Once a visitor lands on old content don’t relly on them to click through to more relevent information. Having a quick look at a “depth of visit report” in google analytics will tell you what percentage of people only view a single page on your site. Most sites record a high number for this metric. So this potential customer who was shown outdated content leaves the site without experiencing what a company has to offer and is likely never to return.
What stays and what goes
Does a certain older piece of content still provide value to the user? Only a user can answer this but you could have a wild guess. Or, better than guessing look at the analytics of that page. Look at the amount of traffic it attracts, look at it’s bounce rate and where they go to after?
Sometimes completely removing a page can be too drastic. If the page is pulling in good search traffic but resulting in a high bounce rate then modify the content to make it more relevant. Use that page to direct the user to more relevant content that still satisfies the users initial search request.
Dont try and entice a user to visit your site by keeping hold of irrelevant content in the hope that they remain on your site eventually converting. It wont work. Sure it will be an extra hit on your unique visitor metric but at the same time its probably going to help increase you’re bounce rate too.
Once you identify a page that needs removing make sure you also remove any internal links that might be pointing to it. This will ensure you wont be sending users down paths that dont meet your business goals. If you’ve set up good redirects and have good 404 pages, removing pages with outdated content will only benefit the users experience of your site.
Old news is still news.
News items should obviously not be removed completely but efforts should be taken to inform the user that they are reading older content and that there are far more relevant posts he could be reading instead.
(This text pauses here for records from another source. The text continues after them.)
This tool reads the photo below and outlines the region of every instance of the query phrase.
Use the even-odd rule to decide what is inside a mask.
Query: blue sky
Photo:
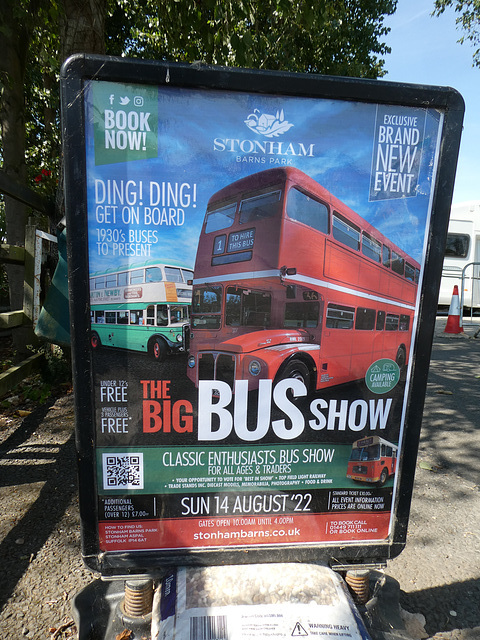
[[[453,201],[480,199],[480,69],[472,67],[473,49],[459,44],[452,10],[431,17],[433,0],[399,0],[385,21],[392,53],[386,56],[385,80],[453,87],[465,100],[465,121]]]

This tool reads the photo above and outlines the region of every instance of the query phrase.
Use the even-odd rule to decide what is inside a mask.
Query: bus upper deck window
[[[110,273],[105,277],[105,287],[116,287],[117,286],[117,274]]]
[[[163,274],[160,267],[149,267],[145,269],[145,282],[161,282]]]
[[[360,249],[360,229],[353,227],[337,213],[333,216],[333,237],[351,249]]]
[[[240,224],[270,218],[278,213],[281,193],[281,191],[273,191],[242,200],[240,203]]]
[[[117,283],[119,287],[126,287],[128,284],[128,273],[126,271],[122,271],[117,274]]]
[[[382,264],[384,267],[387,267],[387,269],[390,269],[392,266],[392,253],[386,245],[382,247]]]
[[[135,269],[135,271],[130,271],[130,284],[140,284],[142,282],[144,282],[143,269]]]
[[[165,267],[165,278],[167,282],[182,282],[180,269],[176,267]]]
[[[207,211],[205,233],[212,233],[212,231],[220,231],[220,229],[228,229],[228,227],[231,227],[235,219],[236,210],[237,203],[234,202],[226,207]]]
[[[463,233],[447,234],[445,255],[450,258],[466,258],[470,249],[470,237]]]
[[[298,189],[288,192],[287,214],[292,220],[303,222],[317,231],[329,231],[327,206]]]
[[[182,269],[181,271],[184,282],[188,284],[189,280],[193,280],[193,271],[190,271],[190,269]]]
[[[405,279],[415,282],[415,267],[410,263],[405,263]]]
[[[362,253],[375,262],[382,261],[382,245],[365,232],[362,233]]]
[[[405,260],[392,251],[392,271],[398,273],[399,276],[403,276],[405,273]]]
[[[95,278],[95,289],[105,289],[105,276]]]

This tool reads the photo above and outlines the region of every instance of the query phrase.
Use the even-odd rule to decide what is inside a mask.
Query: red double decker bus
[[[188,375],[297,378],[308,391],[405,370],[420,265],[302,171],[210,199],[194,269]]]

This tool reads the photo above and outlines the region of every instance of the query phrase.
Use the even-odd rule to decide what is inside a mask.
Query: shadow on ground
[[[0,610],[13,594],[31,561],[54,531],[77,491],[73,433],[64,444],[55,447],[29,447],[24,444],[38,428],[53,403],[54,400],[33,411],[0,446],[0,459],[6,462],[0,467],[0,486],[43,483],[37,499],[0,543]],[[13,451],[20,446],[23,461],[20,464],[10,464],[10,457],[18,459],[18,454],[13,454]],[[9,501],[6,502],[2,507],[8,510]]]
[[[474,558],[472,562],[475,562]],[[479,627],[479,603],[480,578],[410,593],[402,591],[400,595],[403,609],[425,616],[425,629],[429,635],[440,631]]]

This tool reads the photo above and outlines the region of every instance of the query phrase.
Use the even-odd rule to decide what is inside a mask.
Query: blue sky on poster
[[[114,101],[120,99],[121,86],[117,85],[115,90],[110,91],[112,86],[109,85],[102,98],[105,105],[96,105],[99,113],[102,113],[102,109],[109,108],[111,95],[115,94],[114,99],[112,98]],[[416,197],[369,202],[376,130],[375,105],[248,93],[192,91],[172,87],[160,91],[156,158],[96,166],[91,129],[87,135],[91,271],[114,268],[126,262],[113,253],[112,243],[109,251],[99,253],[96,242],[99,232],[115,226],[118,233],[123,228],[127,240],[130,232],[128,227],[119,224],[119,220],[115,225],[97,224],[95,179],[104,183],[108,180],[132,181],[136,185],[142,182],[145,199],[143,206],[150,204],[146,194],[152,181],[170,185],[194,184],[192,193],[195,193],[196,199],[185,209],[185,224],[155,227],[159,232],[158,242],[152,247],[155,252],[152,257],[158,256],[164,261],[181,259],[185,266],[193,266],[198,234],[210,196],[238,178],[278,166],[273,164],[279,162],[278,156],[230,152],[228,143],[214,143],[215,140],[261,139],[245,123],[255,110],[261,114],[276,114],[283,110],[285,120],[293,126],[285,135],[273,138],[274,144],[291,143],[297,150],[303,145],[303,149],[307,151],[310,150],[310,145],[314,145],[314,152],[311,154],[295,156],[293,166],[317,180],[413,258],[421,259],[429,200],[430,167],[437,140],[437,118],[434,112],[425,120],[425,131],[423,124],[421,126],[422,134],[425,133],[424,153]],[[396,108],[396,111],[400,114],[402,108]],[[423,111],[408,111],[410,115],[424,118]],[[244,161],[250,158],[263,162]],[[291,156],[289,158],[292,159]],[[138,227],[154,228],[142,224],[142,220]],[[130,258],[129,261],[139,262],[135,258]]]
[[[432,17],[432,10],[433,0],[398,0],[385,20],[392,53],[385,58],[384,80],[449,86],[462,94],[465,120],[453,201],[480,200],[480,69],[472,66],[472,46],[458,43],[455,12]]]

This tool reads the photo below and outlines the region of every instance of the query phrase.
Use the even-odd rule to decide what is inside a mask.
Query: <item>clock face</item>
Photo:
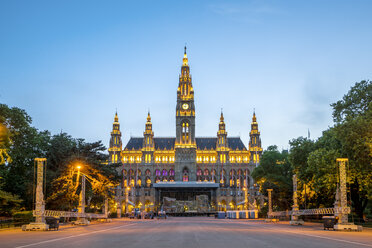
[[[186,110],[186,109],[189,108],[189,105],[187,103],[184,103],[184,104],[182,104],[182,108]]]

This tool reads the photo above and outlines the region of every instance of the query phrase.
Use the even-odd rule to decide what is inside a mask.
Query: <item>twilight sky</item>
[[[329,104],[372,79],[372,1],[0,2],[0,103],[33,125],[107,146],[117,109],[123,141],[175,136],[183,47],[197,136],[247,145],[253,108],[264,148],[315,139]]]

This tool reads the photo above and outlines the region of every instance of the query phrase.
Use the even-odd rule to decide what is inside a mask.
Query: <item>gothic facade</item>
[[[208,195],[213,210],[247,208],[249,197],[257,190],[251,172],[262,153],[256,115],[253,113],[248,148],[240,137],[228,137],[222,112],[216,127],[215,137],[195,137],[194,89],[185,47],[175,137],[155,137],[148,113],[143,136],[131,137],[123,149],[115,114],[108,151],[109,163],[121,163],[119,208],[157,209],[163,197],[192,200],[198,194]]]

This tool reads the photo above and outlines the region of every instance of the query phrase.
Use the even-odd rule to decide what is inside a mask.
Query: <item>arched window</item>
[[[208,169],[204,170],[204,176],[209,176],[209,170]]]
[[[151,187],[151,179],[150,179],[150,177],[146,177],[146,187],[148,187],[148,188]]]
[[[145,174],[146,174],[146,176],[151,176],[151,171],[149,170],[149,169],[147,169],[146,171],[145,171]]]
[[[187,168],[183,169],[182,181],[183,182],[188,182],[189,181],[189,169],[187,169]]]
[[[168,176],[168,171],[164,169],[162,175],[163,176]]]
[[[160,182],[160,178],[159,177],[155,177],[155,183],[158,183]]]
[[[155,170],[155,176],[160,177],[160,170],[158,169]]]
[[[221,176],[220,184],[224,185],[225,183],[226,183],[226,177],[225,176]]]
[[[174,170],[173,169],[169,170],[169,176],[174,176]]]
[[[215,176],[212,177],[212,182],[214,182],[214,183],[216,182],[216,177]]]
[[[235,185],[235,177],[230,177],[230,187]]]
[[[189,129],[189,123],[187,121],[184,121],[182,123],[182,141],[183,143],[188,143],[190,138],[190,129]]]
[[[141,178],[138,177],[138,178],[137,178],[137,186],[141,187],[141,182],[142,182],[142,181],[141,181]]]

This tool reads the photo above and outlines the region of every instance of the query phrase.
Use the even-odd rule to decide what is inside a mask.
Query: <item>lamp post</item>
[[[273,191],[273,189],[267,189],[267,194],[268,194],[268,198],[269,198],[269,213],[268,213],[269,217],[271,216],[271,213],[273,212],[273,204],[272,204],[272,201],[271,201],[271,192],[272,191]]]
[[[75,222],[75,224],[77,224],[77,225],[88,225],[90,222],[85,217],[85,181],[86,181],[86,176],[85,176],[84,173],[80,172],[80,169],[81,169],[80,164],[76,166],[76,169],[78,170],[77,179],[76,179],[77,180],[76,186],[79,184],[80,173],[82,174],[82,177],[81,177],[81,190],[80,190],[80,194],[79,194],[79,207],[78,207],[79,218]]]
[[[125,213],[128,213],[128,194],[129,194],[130,187],[125,188]]]
[[[249,202],[248,202],[248,189],[247,189],[247,187],[244,187],[243,188],[243,191],[244,191],[244,206],[245,206],[245,210],[248,210]]]

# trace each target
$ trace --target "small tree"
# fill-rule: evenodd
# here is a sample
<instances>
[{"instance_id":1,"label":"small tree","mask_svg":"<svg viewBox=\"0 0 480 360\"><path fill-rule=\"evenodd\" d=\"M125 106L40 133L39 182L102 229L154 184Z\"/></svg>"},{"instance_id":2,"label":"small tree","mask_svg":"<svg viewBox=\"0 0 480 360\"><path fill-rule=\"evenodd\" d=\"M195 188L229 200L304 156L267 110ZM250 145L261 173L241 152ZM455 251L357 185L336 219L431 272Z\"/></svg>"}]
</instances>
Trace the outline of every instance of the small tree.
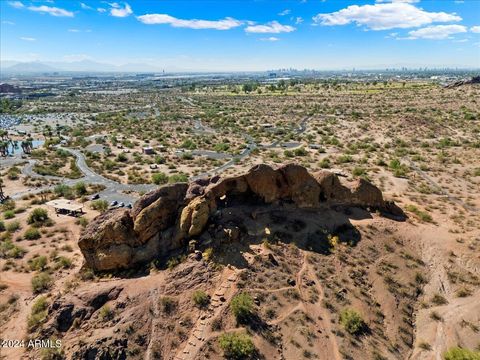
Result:
<instances>
[{"instance_id":1,"label":"small tree","mask_svg":"<svg viewBox=\"0 0 480 360\"><path fill-rule=\"evenodd\" d=\"M210 303L210 297L207 295L205 291L197 290L193 293L192 296L193 302L198 307L204 308L207 307Z\"/></svg>"},{"instance_id":2,"label":"small tree","mask_svg":"<svg viewBox=\"0 0 480 360\"><path fill-rule=\"evenodd\" d=\"M453 347L443 354L445 360L479 360L480 351Z\"/></svg>"},{"instance_id":3,"label":"small tree","mask_svg":"<svg viewBox=\"0 0 480 360\"><path fill-rule=\"evenodd\" d=\"M253 299L247 293L236 295L230 303L233 315L239 323L248 322L255 314Z\"/></svg>"},{"instance_id":4,"label":"small tree","mask_svg":"<svg viewBox=\"0 0 480 360\"><path fill-rule=\"evenodd\" d=\"M255 354L255 345L247 334L223 334L220 336L219 345L228 359L249 359Z\"/></svg>"},{"instance_id":5,"label":"small tree","mask_svg":"<svg viewBox=\"0 0 480 360\"><path fill-rule=\"evenodd\" d=\"M42 224L48 220L48 212L42 208L33 209L28 216L27 223L29 224Z\"/></svg>"},{"instance_id":6,"label":"small tree","mask_svg":"<svg viewBox=\"0 0 480 360\"><path fill-rule=\"evenodd\" d=\"M340 324L352 335L361 334L366 324L358 312L353 309L345 309L340 313Z\"/></svg>"}]
</instances>

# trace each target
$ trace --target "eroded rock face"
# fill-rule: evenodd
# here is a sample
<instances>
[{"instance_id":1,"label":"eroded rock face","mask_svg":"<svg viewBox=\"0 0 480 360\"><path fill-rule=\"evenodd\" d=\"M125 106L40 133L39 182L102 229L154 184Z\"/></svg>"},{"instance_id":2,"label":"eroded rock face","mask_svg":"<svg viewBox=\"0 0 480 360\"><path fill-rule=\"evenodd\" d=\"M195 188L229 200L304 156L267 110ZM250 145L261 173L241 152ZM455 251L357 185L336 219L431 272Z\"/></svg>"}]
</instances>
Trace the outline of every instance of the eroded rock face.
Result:
<instances>
[{"instance_id":1,"label":"eroded rock face","mask_svg":"<svg viewBox=\"0 0 480 360\"><path fill-rule=\"evenodd\" d=\"M246 174L167 185L140 198L132 210L97 217L79 241L87 266L126 269L181 249L199 236L220 206L287 203L299 208L346 205L388 209L381 191L363 179L343 184L338 176L288 164L257 165Z\"/></svg>"}]
</instances>

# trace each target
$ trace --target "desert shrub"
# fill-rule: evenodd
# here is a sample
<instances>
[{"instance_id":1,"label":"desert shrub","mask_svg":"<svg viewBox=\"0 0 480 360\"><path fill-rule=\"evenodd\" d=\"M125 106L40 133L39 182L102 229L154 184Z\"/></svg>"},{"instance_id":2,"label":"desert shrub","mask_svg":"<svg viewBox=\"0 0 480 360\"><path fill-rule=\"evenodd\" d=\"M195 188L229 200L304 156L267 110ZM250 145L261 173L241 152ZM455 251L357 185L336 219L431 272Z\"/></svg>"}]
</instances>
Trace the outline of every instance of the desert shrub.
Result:
<instances>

If your site deals with categories for products or content then keep an eye on them, control who has the ability to add new categories (not just top level ones) and have a strategy to control the overall size of these categories. I know of sites that have more categories than products. Don’t be afraid of damaging your search engine rankings by removing nonsense categories that capitalise on popular search terms. Your users will thank you for it. If you have categories that are very similar merge them and use 301 redirects to ensure you don’t loose a user to a 404 page.
Removing or updating old content, monitoring your categories to avoid bloat are all steps to help improve the usability of your site. Be ruthless when it comes to removing the old stuff. If you where redesigning a site with the aim of simplifying its user interface then you wouldnt think twice about removing irrelevent visual clutter. And the same applies with content. Outdated content is noise that interferes with the signal, it will become an obstacle stopping your visitors becoming customers.